Bullpen view not the one he wants


But ex-Hammond High All-Metro catcher Maxey is happy with Baysox rehab assignment


Jason Maxey watches every home Bowie Baysox game from the team's bullpen near the right-field corner. He can sit on the bench that is built into a wall and have a perfect view of the field.

It is one of the best seats in Prince George's Stadium - and Maxey would rather not have it.

Maxey started the season as the bullpen catcher for the Bowie Baysox, the Class AA minor-league affiliate of the Orioles. The Howard County native and former All-Metro Hammond High star has that role because the parent club wants to give him time to let his surgically repaired right shoulder continue healing.

Maxey, 23, had surgery in late 2004 to clean out some frayed ligaments. He was able to play first base at Towson University last spring and batted .346 with 23 homers and 72 RBI.

Maxey, who had transferred to Towson after playing three years at Maryland, signed with the Orioles as a free agent and joined the Aberdeen IronBirds. But his shoulder still bothered him last year, and he did not get much time behind the plate.

Maxey spent spring training this year on a rehabilitation program. The Orioles gave him two options when the team broke camp - stay in Florida for extended work or go to Bowie and continue to work out while serving as the bullpen catcher.

"They gave me this option, and it felt good to be here," Maxey said. "I was pretty happy. I can lift and get bigger, stronger and faster."

Maxey is treated as a member of the team. He works in the bullpen every game, home or on the road.

"I'm looking at this more as a way to continue to get in shape and to get my arm stronger," Maxey said. "The experience of playing with Class AA players and ... this is good baseball here. It's great baseball. You can learn a lot from just watching the game."
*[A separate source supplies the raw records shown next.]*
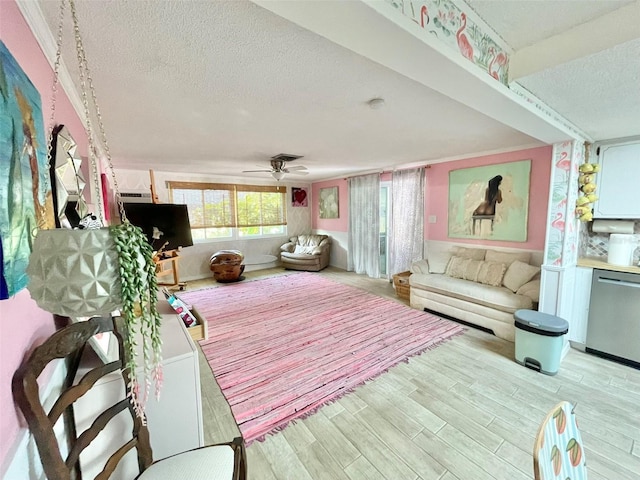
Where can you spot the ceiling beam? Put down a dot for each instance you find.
(602, 33)
(378, 32)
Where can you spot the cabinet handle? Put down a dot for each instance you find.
(620, 283)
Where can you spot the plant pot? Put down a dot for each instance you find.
(75, 272)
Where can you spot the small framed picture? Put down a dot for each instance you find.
(299, 197)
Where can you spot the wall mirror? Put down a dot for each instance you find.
(69, 182)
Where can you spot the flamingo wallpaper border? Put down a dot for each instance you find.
(453, 27)
(562, 229)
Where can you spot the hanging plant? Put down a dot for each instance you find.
(139, 289)
(93, 272)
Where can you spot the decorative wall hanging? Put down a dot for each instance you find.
(299, 197)
(328, 199)
(94, 272)
(25, 198)
(490, 202)
(587, 187)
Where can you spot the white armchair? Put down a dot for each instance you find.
(306, 252)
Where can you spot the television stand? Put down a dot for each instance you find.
(167, 264)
Bowie manager Don Werner is a former catcher who played in the major leagues for a short time over parts of seven seasons with the Cincinnati Reds and the Texas Rangers. He knows what it takes to do the job and wants to help Maxey learn those secrets.

"He's got a great work ethic," Werner said. "You really love the guy. He comes out here and works hard."
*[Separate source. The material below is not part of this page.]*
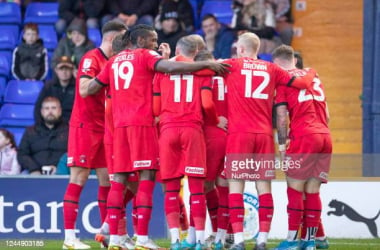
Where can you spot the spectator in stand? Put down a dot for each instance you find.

Werner said that all catchers need as much practice and work as possible because it is the only way to learn a difficult position.
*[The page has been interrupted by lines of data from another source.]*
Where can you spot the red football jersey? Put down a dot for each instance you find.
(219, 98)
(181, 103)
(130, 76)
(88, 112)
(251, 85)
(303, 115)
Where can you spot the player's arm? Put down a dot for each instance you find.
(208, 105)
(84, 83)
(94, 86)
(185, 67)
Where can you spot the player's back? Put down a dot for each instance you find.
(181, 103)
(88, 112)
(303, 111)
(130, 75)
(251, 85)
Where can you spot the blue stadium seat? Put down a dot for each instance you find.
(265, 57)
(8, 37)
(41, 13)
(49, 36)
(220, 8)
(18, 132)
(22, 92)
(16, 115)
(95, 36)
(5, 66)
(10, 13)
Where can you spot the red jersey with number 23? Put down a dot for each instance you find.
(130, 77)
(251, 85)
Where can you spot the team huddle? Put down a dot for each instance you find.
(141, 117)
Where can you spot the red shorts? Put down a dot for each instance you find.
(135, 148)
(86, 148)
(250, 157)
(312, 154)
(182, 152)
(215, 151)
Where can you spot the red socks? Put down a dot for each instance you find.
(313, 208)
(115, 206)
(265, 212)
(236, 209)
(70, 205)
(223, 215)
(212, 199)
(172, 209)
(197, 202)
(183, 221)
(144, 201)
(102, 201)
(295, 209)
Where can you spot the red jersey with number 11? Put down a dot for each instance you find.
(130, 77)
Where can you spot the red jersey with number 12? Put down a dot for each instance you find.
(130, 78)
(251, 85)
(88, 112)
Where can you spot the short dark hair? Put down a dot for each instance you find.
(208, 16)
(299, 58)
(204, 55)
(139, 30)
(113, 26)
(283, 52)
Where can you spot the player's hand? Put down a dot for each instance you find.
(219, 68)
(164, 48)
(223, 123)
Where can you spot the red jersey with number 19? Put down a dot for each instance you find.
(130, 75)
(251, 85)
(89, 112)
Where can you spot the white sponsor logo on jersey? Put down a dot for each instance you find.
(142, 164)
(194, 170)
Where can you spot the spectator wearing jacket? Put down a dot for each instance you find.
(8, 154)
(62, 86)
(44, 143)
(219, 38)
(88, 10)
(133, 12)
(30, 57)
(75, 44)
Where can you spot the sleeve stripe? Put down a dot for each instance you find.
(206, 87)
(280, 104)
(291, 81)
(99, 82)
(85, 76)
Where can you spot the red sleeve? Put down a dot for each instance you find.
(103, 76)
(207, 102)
"He's in a really tough situation now," Werner said. "But it just so happens right now that he's in a situation that he's going to be here, and we try to give him as much work as we can to stay ready in case something happens with an injury."

That happened last year at Bowie as the team's bullpen catcher, Morgan Clendenin, eventually was activated and was able to play - and blasted a grand slam in his first game. Clendenin now plays for the Frederick Keys in Class A ball.

Maxey, a two-time Howard County Player of the Year while at Hammond, will play somewhere this season, but the Orioles want to make very sure the shoulder is healed.

"There's no certain time frame here," said David Stockstill, assistant general manager/director of minor-league operations for the Orioles. "We need a bullpen catcher there [Bowie], and it's an opportunity for him to catch better pitchers and work on his receiving. We want to make sure he's completely healthy. He swings the bat very, very well, and we think he's learning."

For now, Maxey will concentrate on doing what he can for the Baysox.